Tribunal Administratif de VERSAILLES — Décision N° TA78-2406297

jeudi 18 septembre 2025

JuridictionTribunal Administratif de VERSAILLES
SectionTribunal Administratif de VERSAILLES
N° DossierTA78-2406297
TypeDécision
RecoursExcès de pouvoir
Formation6ème chambre
Avocat requérantMALIK

Résumé IA

Le Tribunal administratif de Versailles a rejeté la requête de M. B, qui contestait le refus de l'OFPRA de lui reconnaître le statut d'apatride.

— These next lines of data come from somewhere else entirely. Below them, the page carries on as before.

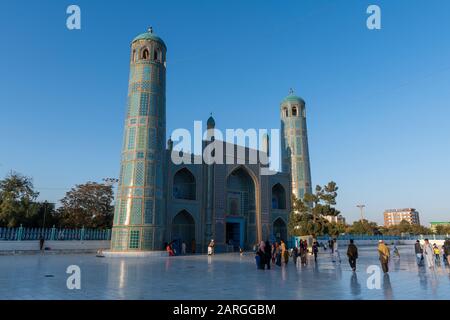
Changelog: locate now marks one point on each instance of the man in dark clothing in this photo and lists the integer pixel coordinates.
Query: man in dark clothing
(267, 254)
(41, 242)
(447, 250)
(315, 249)
(352, 254)
(419, 252)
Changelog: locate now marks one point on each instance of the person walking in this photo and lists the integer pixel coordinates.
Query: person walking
(428, 254)
(315, 249)
(284, 252)
(303, 252)
(447, 250)
(384, 255)
(396, 252)
(211, 247)
(336, 254)
(437, 254)
(268, 254)
(278, 254)
(193, 245)
(352, 254)
(261, 255)
(295, 255)
(419, 252)
(41, 242)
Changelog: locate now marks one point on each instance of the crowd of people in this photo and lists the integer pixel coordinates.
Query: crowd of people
(278, 254)
(431, 254)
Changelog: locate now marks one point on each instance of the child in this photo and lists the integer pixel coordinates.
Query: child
(437, 253)
(396, 253)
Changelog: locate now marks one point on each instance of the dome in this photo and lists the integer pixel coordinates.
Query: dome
(293, 98)
(149, 35)
(211, 123)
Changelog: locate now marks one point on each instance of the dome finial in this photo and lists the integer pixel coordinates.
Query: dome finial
(211, 123)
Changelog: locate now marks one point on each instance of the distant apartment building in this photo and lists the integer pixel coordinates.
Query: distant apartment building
(335, 219)
(433, 225)
(393, 217)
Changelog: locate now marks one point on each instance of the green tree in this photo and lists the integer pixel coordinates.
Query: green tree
(87, 205)
(364, 227)
(17, 200)
(323, 201)
(307, 215)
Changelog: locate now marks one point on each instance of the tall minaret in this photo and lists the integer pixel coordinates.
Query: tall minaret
(294, 144)
(140, 210)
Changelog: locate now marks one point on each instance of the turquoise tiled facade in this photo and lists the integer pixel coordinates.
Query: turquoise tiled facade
(140, 205)
(159, 201)
(294, 144)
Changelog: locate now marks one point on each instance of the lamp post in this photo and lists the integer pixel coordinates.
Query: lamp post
(361, 208)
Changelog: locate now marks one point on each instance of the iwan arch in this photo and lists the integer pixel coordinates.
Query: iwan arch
(234, 204)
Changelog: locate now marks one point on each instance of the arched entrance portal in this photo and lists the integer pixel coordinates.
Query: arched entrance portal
(278, 197)
(183, 229)
(280, 230)
(241, 210)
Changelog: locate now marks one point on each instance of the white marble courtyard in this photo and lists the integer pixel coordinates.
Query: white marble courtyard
(223, 276)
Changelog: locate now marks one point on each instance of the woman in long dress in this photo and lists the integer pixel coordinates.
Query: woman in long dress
(428, 254)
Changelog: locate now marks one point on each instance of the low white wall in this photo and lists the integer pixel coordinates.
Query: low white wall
(388, 242)
(67, 245)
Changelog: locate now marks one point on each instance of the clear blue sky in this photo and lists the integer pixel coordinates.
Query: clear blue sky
(378, 102)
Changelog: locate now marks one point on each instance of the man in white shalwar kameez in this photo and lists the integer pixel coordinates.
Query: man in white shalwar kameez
(428, 254)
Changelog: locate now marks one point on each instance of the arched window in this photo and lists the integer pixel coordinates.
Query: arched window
(145, 54)
(183, 229)
(184, 186)
(294, 111)
(280, 229)
(278, 197)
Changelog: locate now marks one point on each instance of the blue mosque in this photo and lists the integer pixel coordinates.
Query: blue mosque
(158, 201)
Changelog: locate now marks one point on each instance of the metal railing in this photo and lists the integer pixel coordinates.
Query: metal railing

Le tribunal a d'abord jugé irrecevables les conclusions de M. B demandant l'octroi direct du statut, cette compétence relevant exclusivement de l'OFPRA. Sur le fond, il a estimé que la décision de l'OFPRA était suffisamment motivée et que M. B n'apportait pas la preuve qu'aucun État ne le considérait comme son ressortissant, au sens de l'article 1er de la convention de New York de 1954 et de l'article L. 582-1 du code de l'entrée et du séjour des étrangers et du droit d'asile.

Texte intégral

Vu la procédure suivante :

Par une requête, enregistrée le 21 juillet 2024, M. A B, représenté par Me Malik, demande au tribunal :

1°) à titre principal, d'annuler la décision du 27 mai 2024 par laquelle le directeur général de l'Office français de protection des réfugiés et apatrides (OFPRA) a rejeté sa demande de reconnaissance du statut d'apatride ;

2°) de lui accorder le statut d'apatride ;

3°) à titre subsidiaire, d'enjoindre au directeur général de l'Office français de protection des réfugiés et apatrides de lui accorder le statut d'apatride dans un délai d'un mois à compter de la notification du jugement à intervenir, sous astreinte de 50 euros par jour de retard ;

4°) à titre infiniment subsidiaire, d'enjoindre au directeur général de l'Office français de protection des réfugiés et apatrides de réexaminer sa demande dans un délai d'un mois à compter de la notification du jugement à intervenir, sous astreinte de 50 euros par jour de retard et de lui délivrer une autorisation provisoire de séjour l'autorisant à travailler dans l'attente de ce réexamen ;

5°) de mettre à la charge de l'Etat la somme de 1 200 euros à lui verser sur le fondement de l'article L. 761-1 du code de justice administrative.

Il soutient que :

- la décision attaquée est entachée d'un défaut de motivation ;

- elle est entachée d'une erreur d'appréciation au regard de l'article L. 582-1 du code de l'entrée et du séjour des étrangers et du droit d'asile et de l'article 1er de la convention relative au statut des apatrides, signée à New York le 28 septembre 1954.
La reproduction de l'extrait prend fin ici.